Zilla Parishad High School (ZPHS) Vattinagulapally is a semi-rural local government school on the outer fringes of the city of Hyderabad, Telangana. I have been visiting this school as a volunteer in the weekend outreach program of TIFR Hyderabad, since July this year.
Classes at Vattinagulapally are fairly small, partly because of drop-outs after elementary school and partly due to the flight of students from government to private schools nearby. In Class 8 there are 23 students on the rolls, 10 girls and 13 boys. The school follows the State approved curriculum in Telugu medium. The bioscience textbook for Class 8 opens with the ‘scientific method’ (a wonderful backdrop for foldscopes!), moving on to the introduction of cells, unicellular and multicellular organisms, shapes and sizes of cells, and so on.
Between end July and early September 2019 I taught four classes to students of Class 8, to introduce them to the microscopic living world. In the first visit I showed them some Foldscope videos taken earlier on my iPad – Spirogyra and Vorticella , which happen to be pictured in their textbooks, and then some videos of nematodes and rotifers .
Spirogyra in pond water.
The students got very excited and immediately brought out their textbooks, searching them for figures and information about micro life-forms.

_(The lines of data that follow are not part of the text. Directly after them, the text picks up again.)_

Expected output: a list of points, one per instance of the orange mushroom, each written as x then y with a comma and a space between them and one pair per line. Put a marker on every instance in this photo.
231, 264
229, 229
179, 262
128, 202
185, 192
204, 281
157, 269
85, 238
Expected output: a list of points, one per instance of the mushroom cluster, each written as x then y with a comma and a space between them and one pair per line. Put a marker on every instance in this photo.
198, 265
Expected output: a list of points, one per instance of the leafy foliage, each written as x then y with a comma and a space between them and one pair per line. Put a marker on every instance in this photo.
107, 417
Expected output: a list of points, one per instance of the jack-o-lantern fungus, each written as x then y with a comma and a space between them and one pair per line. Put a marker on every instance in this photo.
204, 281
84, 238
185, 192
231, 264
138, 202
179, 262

Then we brought in the compound microscope from their school lab, and students got their very first experience of making and viewing slides of a leaf epidermis (perhaps it was Ixora) and observing them under a compound microscope. Later I showed them the same slides under my Foldscope. They were enthusiastic and captured these images on my iPad.

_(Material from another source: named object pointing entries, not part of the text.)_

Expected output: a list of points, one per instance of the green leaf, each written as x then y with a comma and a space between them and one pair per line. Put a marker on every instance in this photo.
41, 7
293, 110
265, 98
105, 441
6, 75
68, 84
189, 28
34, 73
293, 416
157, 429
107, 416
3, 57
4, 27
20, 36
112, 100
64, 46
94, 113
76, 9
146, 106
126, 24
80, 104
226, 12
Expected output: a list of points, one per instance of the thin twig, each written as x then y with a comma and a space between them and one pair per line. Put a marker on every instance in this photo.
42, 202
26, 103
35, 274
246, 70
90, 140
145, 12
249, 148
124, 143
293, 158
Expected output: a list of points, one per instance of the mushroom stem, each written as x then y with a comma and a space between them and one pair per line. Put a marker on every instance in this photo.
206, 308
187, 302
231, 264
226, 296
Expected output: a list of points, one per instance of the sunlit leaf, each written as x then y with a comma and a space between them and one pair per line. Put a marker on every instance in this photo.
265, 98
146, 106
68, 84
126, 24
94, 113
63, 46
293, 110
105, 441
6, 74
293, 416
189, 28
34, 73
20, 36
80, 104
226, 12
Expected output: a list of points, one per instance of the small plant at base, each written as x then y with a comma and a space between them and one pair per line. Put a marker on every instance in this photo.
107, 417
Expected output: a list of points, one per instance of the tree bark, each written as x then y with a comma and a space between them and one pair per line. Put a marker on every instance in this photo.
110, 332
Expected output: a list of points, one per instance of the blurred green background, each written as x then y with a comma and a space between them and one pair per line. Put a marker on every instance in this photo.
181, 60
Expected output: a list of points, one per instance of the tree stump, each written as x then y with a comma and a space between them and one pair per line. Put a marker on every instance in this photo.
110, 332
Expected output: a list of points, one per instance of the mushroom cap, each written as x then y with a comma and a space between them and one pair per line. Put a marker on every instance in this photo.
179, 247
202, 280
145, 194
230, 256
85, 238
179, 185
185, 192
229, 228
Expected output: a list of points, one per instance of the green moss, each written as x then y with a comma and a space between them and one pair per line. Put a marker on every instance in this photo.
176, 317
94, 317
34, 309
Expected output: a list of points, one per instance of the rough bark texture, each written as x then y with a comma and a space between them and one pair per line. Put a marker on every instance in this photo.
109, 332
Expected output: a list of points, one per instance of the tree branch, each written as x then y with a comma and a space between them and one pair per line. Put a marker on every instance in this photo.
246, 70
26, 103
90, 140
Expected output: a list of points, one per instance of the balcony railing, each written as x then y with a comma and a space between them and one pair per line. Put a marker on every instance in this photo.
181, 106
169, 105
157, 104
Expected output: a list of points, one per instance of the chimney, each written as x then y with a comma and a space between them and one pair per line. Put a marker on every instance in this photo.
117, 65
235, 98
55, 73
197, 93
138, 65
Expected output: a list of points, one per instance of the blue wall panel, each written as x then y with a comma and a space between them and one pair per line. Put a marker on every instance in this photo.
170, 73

In the next visit I went with three new Foldscope kits. I gave one kit to a group of five boys, one to five girls and the third to their biology teacher Ms. Shanthakumari. They followed the instructions and folded them in half an hour.

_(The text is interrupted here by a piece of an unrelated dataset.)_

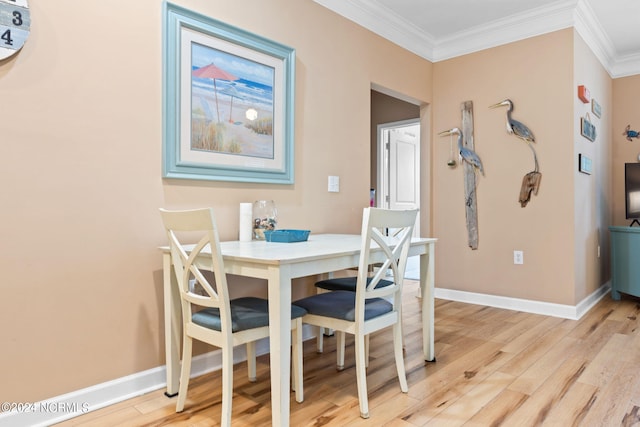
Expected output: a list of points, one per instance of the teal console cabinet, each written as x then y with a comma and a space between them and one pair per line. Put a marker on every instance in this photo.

The students and their teacher were very excited while focusing the slides made by them in their own folded Foldscopes!
Driven by that excitement, they made different slides of monocot leaf epidermis, meristematic tissue, pollen grains, etc.. They also took a video of their observation of an ant’s leg.
Lower epidermis of a monocot leaf
Meristematic tissue of roots of an onion plant.
Pollen grains
Ant leg under the Foldscope
In the third visit I took with me some water from our Dal Lake water sample (see the posts
1
&
2
) and taught the students how to prepare a wet mount. The teacher was now fully enthused and the following Saturday (a school holiday) she collected some rain water from around her house and landed up at my home, where we spent a pleasant afternoon observing a rotifer colony.
Here is a colony of rotifers in rain water – wet mount prepared by Ms. Shanthakumari.
Back in school, from this same sample, a video of a rotifer’s locomotion was prepared and observed by ZPHS students.
This event further inspired the students, who collected stagnant rain water near the school, prepared a perfect slide and showed it off in my next visit to the school. Wow! It is Daphnia!
In the days that followed Ms. Shanthakumari and her students shared their experiences with the students and teachers of other classes too. Such active learning, in so many classes of Vattinagulapally – all with just three foldscopes!
Foldscopes are excellent learning and teaching tools for high school students, who are delighted to see the microscopic structures of plants and animals that they have only known as textbook figures, or occasionally as permanent slides. But now, after two years of activity the outreach group is running out of foldscopes! Is someone listening out there?